Supe que mis mejillas estaban pasando a toda velocidad del blanco al rojo.

—¿Qué? ¡No tenías por qué!

Sonrió con arrogancia.

—Sí tenía por qué. Me parece que es un regalo por haberte jodido la vida.

—No creía que mostrases arrepentimiento.

—Y no lo hago. Si me arrepintiera de lo que pasó en Trafalgar Square, no te daría esto —aclaró, y del bolsillo se sacó una larga cadena con un colgante, «No, un medallón», sujeto a ella.

—Dios mío… —dije sin apenas aliento, sin poder creerme lo que estaba viendo.

No era capaz de apartar la mirada; la esmeralda aparecía y desaparecía mientras giraba bajo la cadena.

—Era el medallón de mi madre. Y dentro tiene pequeñas fotos de mi familia. Me lo dio la semana antes de morir y me dijo que se lo entregase a la mujer que yo sintiera que iba a mantener unida a esta familia. Y… y he supuesto que esa eras tú.

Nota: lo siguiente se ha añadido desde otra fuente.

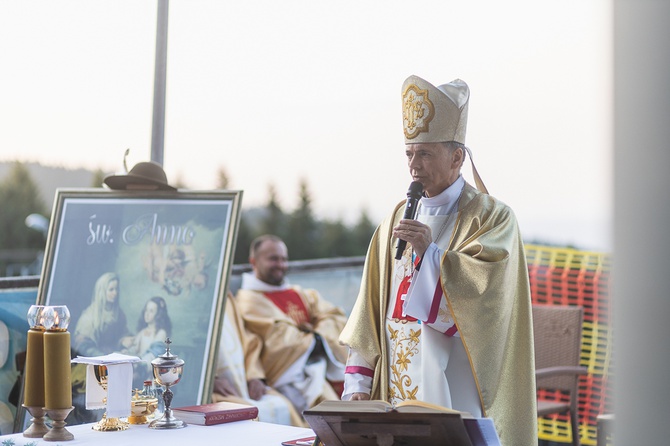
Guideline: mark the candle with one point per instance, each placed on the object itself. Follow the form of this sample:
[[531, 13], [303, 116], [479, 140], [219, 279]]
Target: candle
[[57, 383], [33, 390]]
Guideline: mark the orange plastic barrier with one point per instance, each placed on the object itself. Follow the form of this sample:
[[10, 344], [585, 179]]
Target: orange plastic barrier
[[563, 276]]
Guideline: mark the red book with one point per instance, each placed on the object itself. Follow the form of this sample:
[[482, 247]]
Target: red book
[[215, 413]]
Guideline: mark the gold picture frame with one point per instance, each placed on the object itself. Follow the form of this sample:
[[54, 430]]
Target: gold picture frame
[[172, 248]]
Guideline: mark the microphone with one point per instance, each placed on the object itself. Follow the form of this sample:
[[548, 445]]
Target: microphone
[[413, 196]]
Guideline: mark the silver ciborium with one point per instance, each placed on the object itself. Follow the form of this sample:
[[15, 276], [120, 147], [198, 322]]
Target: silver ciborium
[[167, 371]]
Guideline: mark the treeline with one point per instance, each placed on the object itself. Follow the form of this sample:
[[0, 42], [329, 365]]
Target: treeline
[[306, 236]]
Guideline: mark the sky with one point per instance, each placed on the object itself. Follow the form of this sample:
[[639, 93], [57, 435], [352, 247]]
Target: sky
[[276, 93]]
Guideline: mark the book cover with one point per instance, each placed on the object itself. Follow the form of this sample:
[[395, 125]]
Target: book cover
[[375, 422], [215, 413]]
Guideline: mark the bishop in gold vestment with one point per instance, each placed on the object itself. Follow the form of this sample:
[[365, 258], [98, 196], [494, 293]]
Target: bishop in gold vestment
[[476, 317]]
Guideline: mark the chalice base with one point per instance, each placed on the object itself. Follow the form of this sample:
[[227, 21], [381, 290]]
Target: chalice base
[[109, 425], [37, 428], [58, 431]]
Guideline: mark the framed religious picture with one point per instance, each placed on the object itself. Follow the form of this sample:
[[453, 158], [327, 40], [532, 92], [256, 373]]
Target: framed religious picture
[[135, 268]]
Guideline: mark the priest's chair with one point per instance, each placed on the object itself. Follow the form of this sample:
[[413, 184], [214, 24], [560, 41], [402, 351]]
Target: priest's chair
[[558, 338]]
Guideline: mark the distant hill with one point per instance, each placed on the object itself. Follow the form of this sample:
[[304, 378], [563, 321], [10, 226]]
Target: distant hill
[[50, 178]]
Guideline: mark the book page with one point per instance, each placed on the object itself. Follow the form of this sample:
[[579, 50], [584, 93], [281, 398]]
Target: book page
[[422, 406]]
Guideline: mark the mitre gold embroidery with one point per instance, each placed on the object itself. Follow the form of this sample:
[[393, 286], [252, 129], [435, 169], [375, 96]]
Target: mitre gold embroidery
[[417, 111]]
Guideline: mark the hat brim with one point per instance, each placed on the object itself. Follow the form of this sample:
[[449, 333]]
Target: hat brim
[[123, 181]]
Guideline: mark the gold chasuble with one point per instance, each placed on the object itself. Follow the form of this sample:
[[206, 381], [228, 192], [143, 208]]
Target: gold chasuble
[[275, 316], [485, 280]]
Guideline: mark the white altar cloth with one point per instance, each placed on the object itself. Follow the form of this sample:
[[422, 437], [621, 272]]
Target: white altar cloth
[[238, 433]]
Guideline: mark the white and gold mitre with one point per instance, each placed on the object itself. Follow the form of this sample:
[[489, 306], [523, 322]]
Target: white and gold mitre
[[434, 114]]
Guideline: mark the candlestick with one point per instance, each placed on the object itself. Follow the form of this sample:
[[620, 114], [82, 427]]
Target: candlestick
[[33, 389], [57, 381], [33, 392]]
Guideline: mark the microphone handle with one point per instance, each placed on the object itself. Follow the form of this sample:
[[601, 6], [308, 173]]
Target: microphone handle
[[410, 214]]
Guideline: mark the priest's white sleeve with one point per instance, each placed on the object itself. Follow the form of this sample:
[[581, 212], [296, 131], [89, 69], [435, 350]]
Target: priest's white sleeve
[[425, 299]]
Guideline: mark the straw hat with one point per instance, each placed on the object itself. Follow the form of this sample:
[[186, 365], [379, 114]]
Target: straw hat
[[434, 114], [146, 175]]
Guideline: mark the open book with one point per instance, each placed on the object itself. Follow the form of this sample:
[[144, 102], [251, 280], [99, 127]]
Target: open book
[[411, 422]]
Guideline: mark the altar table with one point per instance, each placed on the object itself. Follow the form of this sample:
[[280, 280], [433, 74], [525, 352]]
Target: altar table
[[238, 433]]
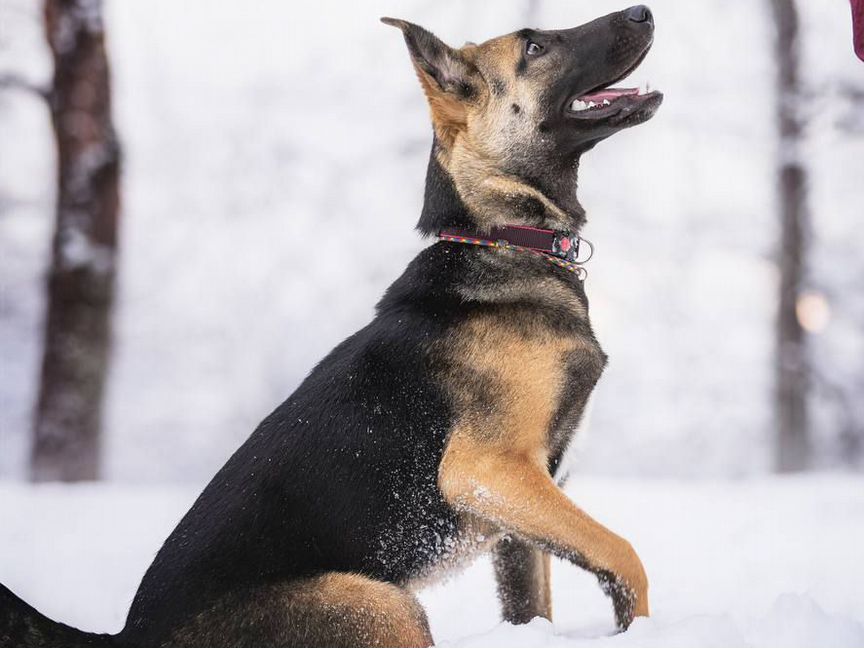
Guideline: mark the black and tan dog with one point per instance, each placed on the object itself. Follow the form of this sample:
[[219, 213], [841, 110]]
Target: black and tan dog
[[436, 431]]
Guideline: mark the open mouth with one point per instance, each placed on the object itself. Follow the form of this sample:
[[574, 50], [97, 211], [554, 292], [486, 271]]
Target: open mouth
[[606, 101]]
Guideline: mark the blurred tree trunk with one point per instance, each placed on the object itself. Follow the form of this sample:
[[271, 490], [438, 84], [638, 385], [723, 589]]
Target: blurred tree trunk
[[792, 379], [67, 424]]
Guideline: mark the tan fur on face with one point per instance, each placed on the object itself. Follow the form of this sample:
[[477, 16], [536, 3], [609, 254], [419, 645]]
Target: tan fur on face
[[479, 134]]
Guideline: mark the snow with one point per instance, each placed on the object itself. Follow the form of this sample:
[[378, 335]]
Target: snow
[[769, 562], [249, 136]]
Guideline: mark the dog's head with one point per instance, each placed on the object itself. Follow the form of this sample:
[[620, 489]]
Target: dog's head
[[513, 115]]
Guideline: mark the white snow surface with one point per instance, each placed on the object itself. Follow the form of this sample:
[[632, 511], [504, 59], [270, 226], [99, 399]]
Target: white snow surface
[[773, 563], [253, 134]]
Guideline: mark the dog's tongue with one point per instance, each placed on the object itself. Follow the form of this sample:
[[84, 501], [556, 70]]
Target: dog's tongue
[[609, 94]]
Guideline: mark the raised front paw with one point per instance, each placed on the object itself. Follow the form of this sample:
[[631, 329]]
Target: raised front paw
[[628, 589]]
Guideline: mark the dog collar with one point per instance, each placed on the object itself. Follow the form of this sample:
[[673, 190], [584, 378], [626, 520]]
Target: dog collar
[[558, 247]]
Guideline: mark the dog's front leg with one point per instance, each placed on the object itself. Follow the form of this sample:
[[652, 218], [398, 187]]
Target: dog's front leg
[[515, 492], [522, 574]]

La voz se me ahogó en la garganta:

—Yo… yo… ¡No puedes!

—Sí puedo —contestó ya poniéndose a mi espalda para abrir el cierre.

—Pero…

—Sin peros.

Me lo pasó por la cabeza y llevó la cadena hacia mi nuca. Me quedé paralizada por el miedo a que me tocara accidentalmente. La manipuló durante unos instantes y sentí el roce del medallón contra mi piel. El metal estaba extrañamente frío y no se calentó cuando saqué mi pelo de debajo de la cadena.

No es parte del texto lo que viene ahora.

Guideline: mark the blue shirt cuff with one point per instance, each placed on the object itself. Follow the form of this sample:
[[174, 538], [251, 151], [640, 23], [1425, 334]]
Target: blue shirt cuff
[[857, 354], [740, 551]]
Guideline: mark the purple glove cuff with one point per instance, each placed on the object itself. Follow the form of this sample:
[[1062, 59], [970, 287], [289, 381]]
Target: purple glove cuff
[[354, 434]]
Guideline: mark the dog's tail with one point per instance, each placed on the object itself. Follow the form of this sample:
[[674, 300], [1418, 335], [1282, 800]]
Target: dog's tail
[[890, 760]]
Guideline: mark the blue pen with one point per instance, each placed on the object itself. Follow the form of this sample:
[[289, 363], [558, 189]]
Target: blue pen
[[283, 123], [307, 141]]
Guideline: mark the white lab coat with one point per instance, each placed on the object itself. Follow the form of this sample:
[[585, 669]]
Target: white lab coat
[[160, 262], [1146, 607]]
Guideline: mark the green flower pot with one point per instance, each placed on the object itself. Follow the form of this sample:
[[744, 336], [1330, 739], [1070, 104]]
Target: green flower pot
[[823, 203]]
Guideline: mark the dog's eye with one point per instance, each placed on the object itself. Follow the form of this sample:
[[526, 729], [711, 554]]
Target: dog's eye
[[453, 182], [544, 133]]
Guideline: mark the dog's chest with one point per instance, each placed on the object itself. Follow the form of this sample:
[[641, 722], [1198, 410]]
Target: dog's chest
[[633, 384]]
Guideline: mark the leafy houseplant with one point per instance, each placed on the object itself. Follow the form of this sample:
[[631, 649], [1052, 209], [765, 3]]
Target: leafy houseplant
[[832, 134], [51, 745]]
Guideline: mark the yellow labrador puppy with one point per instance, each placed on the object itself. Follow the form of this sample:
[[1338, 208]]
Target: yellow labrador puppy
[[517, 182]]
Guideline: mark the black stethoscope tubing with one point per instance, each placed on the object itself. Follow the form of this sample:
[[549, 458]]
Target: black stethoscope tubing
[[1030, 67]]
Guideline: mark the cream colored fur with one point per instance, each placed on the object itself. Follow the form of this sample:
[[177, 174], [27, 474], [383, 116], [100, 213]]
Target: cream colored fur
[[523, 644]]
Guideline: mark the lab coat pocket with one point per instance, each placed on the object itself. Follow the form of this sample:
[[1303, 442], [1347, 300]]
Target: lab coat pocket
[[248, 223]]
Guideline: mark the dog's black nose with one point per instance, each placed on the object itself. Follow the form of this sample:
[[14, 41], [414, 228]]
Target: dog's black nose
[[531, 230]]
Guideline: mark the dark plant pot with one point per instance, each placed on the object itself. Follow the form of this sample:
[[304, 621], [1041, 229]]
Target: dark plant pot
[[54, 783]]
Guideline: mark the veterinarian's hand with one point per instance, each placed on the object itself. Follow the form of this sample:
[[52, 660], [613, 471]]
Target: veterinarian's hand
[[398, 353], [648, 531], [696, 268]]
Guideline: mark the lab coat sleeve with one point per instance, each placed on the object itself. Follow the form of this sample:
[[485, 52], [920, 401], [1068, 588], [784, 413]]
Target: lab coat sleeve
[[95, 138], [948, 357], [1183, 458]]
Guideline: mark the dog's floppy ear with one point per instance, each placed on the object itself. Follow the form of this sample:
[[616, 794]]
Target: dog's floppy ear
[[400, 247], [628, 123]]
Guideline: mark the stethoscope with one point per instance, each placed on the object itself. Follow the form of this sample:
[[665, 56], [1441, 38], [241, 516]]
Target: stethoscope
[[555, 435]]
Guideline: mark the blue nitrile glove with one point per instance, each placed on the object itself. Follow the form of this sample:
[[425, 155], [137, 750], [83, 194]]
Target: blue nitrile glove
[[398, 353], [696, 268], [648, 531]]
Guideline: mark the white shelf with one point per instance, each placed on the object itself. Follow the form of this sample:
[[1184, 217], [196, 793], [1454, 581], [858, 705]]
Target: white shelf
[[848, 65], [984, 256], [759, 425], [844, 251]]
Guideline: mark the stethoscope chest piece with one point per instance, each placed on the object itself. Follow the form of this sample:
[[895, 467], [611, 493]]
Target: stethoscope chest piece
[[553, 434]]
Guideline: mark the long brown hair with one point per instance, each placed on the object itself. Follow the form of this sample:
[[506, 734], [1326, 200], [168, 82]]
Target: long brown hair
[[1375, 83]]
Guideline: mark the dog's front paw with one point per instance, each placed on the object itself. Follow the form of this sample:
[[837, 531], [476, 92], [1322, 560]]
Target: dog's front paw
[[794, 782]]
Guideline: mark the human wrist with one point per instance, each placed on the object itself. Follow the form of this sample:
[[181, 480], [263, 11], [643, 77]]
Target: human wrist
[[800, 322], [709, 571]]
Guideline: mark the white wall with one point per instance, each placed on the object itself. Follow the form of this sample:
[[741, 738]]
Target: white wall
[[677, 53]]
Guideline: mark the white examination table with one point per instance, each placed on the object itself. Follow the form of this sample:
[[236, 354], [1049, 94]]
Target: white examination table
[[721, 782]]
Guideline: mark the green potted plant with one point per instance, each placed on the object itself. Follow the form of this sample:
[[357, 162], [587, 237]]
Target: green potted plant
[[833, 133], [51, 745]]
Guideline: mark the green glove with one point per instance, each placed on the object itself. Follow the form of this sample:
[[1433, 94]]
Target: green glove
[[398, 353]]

—Ya está —suspiró. Me rodeó y entonces me dijo—: Cuídalo. —Lenta, muy lentamente, pasó las yemas de los dedos por la esmeralda y terminó agarrando el medallón. Me quedé sin respiración cuando lo apartó de mi piel y se lo llevó a los labios. Lo besó—. Cuídalo —repitió, y entonces volvió a dejarlo sobre mi pecho, justo en el instante en que tomé una única y lenta bocanada de aire.

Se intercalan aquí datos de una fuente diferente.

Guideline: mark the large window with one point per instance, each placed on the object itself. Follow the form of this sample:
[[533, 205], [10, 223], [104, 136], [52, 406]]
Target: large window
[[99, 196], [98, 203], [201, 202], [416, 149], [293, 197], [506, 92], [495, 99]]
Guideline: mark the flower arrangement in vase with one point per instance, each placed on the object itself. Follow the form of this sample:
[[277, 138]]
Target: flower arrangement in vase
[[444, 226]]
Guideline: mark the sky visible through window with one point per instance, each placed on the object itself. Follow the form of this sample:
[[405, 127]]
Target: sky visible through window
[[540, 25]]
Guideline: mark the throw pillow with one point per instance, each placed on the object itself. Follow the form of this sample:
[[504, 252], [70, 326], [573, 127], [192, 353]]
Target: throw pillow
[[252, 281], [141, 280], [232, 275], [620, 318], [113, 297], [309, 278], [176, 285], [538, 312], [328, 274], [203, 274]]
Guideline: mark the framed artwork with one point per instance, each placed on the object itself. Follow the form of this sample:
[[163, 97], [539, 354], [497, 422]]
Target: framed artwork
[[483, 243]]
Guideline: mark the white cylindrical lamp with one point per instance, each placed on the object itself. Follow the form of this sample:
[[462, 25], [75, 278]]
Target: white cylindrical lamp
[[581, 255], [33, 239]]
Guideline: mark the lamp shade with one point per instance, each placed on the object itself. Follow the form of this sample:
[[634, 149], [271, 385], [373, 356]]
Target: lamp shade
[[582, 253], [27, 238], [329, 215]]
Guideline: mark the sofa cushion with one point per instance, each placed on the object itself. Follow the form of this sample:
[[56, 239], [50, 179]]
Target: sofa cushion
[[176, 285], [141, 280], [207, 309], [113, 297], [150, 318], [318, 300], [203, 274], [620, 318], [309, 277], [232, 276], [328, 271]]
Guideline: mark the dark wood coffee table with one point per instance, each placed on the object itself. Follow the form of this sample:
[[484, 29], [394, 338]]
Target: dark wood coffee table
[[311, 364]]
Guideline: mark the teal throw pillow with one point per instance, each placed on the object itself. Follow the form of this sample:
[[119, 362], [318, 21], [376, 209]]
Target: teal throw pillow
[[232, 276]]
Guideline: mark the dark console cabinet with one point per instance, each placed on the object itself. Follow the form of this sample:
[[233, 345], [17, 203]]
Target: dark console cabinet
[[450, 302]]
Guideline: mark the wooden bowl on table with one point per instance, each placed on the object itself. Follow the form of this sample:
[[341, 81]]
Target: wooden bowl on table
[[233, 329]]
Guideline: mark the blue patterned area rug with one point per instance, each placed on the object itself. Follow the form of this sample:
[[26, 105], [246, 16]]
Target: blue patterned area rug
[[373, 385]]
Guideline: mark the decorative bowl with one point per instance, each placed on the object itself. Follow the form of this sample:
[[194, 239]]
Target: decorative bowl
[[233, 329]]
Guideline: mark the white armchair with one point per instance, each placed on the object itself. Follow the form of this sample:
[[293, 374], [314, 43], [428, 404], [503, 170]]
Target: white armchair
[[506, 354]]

Sus dedos, tan fríos como el medallón, me rozaron la piel durante un momento, un solo segundo. Pero bastó. Kaspar me miró a los ojos y vi que el miedo repentino que hacía que se me hinchara el pecho se reflejaba en los suyos. Cuando se dio la vuelta y miró hacia las puertas, seguí su mirada. Sabía lo que iba a ver.

De pie junto a las puertas, con los ojos más oscuros que la noche alejada del farol, estaba el rey.